Tuesday, February 10, 2009

Should the US be facing war crimes investigation?





Some lawyers, very low down the chain, have been left vulnerable to prosecution for war crimes. One of them talks here about how she feels about the position the Bush regime have left her in.

To counter this, David Rivkin appears arguing that Bush was essentially right, as he also argued in this article in the WSJ:

What Mr. Obama's national security team will quickly discover is that the civilian criminal-justice system is an inadequate tool to deal with terrorists. President Bush's policies -- particularly treating captured terrorists as unlawful enemy combatants and employing a military court system to try them -- were dictated by the very real need to defend American citizens, not by disdain for the rule of law.
It is simply ludicrous to argue that a legal system which can deal with serial killers and murderers is somehow "inadequate" when it comes to dealing with terrorists.

Indeed, by his own admission, one of the reasons why Rivkin finds the civilian criminal justice system "inadequate" is because it denies the government what he defines as "maximum flexibility".

"Maximum flexibility" is another way of saying that no rules apply and that the gloves are off. It is a recipe for war crimes.

Rivken also appears to be arguing that there is no link whatsoever between big decisions like the one to suspend the application of the Geneva Conventions to al Qaeda detainees and the abuse which followed, which he continues to maintain were committed by "bad apples". Thankfully, his view is becoming - increasingly - an isolated one.

There are very few people who do not now believe that torture was official US policy. The real question now is what the Obama administration are prepared to do to investigate whether or not war crimes have taken place.

If Obama is not prepared to this, then the international community has an obligation to investigate any war crimes which the US is ignoring. Somewhere, however far down the line, the international community are going to have to acknowledge that what was done here was illegal and that it must not be allowed to stand unchallenged.

3 comments:

Anonymous said...

Kel,

Keep up the heat. It appears that the international media and blogosphere must continue this dicussion while the US is distracted by the economic stimulis bill presently in Congress. There cannot be two sets of laws in a democracy - one for those in power, and those for everyone else.

daveawayfromhome said...

What Republicans seem to fail to grasp is that democracy, and the rule of law, and freedom, and all those ideals that they seem to espouse can be dangerous. Sometimes, because a nation follows rules rather than the whims of a single person or group in charge, sometimes the bad guy gets away, or does something horrible. This is the price we pay for assuring that the wrongly accused dont simply get railroaded because the Authority takes a dislike to them.
The GOP doesnt seem to get that, whether because they dont truly believe in democracy, or because they are cowards, or fascists or what, I dont know.
The idea that the price of freedom is eternal vigilance refers to having unaccountable thugs with guns on hand to "enforce" said democracy is absurd, though.

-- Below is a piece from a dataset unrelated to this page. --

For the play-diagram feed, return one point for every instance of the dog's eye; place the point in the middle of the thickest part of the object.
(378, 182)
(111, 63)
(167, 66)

Here's a good parallel for a country without the rule of law that I think most people can identify with: A nation without the rule of law will be run just like most people's jobs, i.e., the boss will do what he likes, and "if you dont like it, I'm sure there are plenty of people who'd love to have your job".

Kel said...

Democracy, and the rule of law, and freedom, and all those ideals that they seem to espouse can be dangerous.

They are especially dangerous to the last administration, but that's because they never truly believed in them.

Bush's first election - and they way they fought to stop the vote count - proved that they never really believed in democracy.

Their behaviour in Guanatanamo Bay and Abu Ghraib proved that they never respected the rule of law, especially international law.

They never believed in the ideals they espoused, they only espoused them in the hope of creating catchphrases which would silence dissent.

In the end the Bush regime believed in their own power and nothing else. And what disaster that led to.

I want to see them prosecuted. And this isn't about progressive versus conservative, this is about the rule of law. They committed war crimes and we need to put down a marker for future generations that what they did was wrong.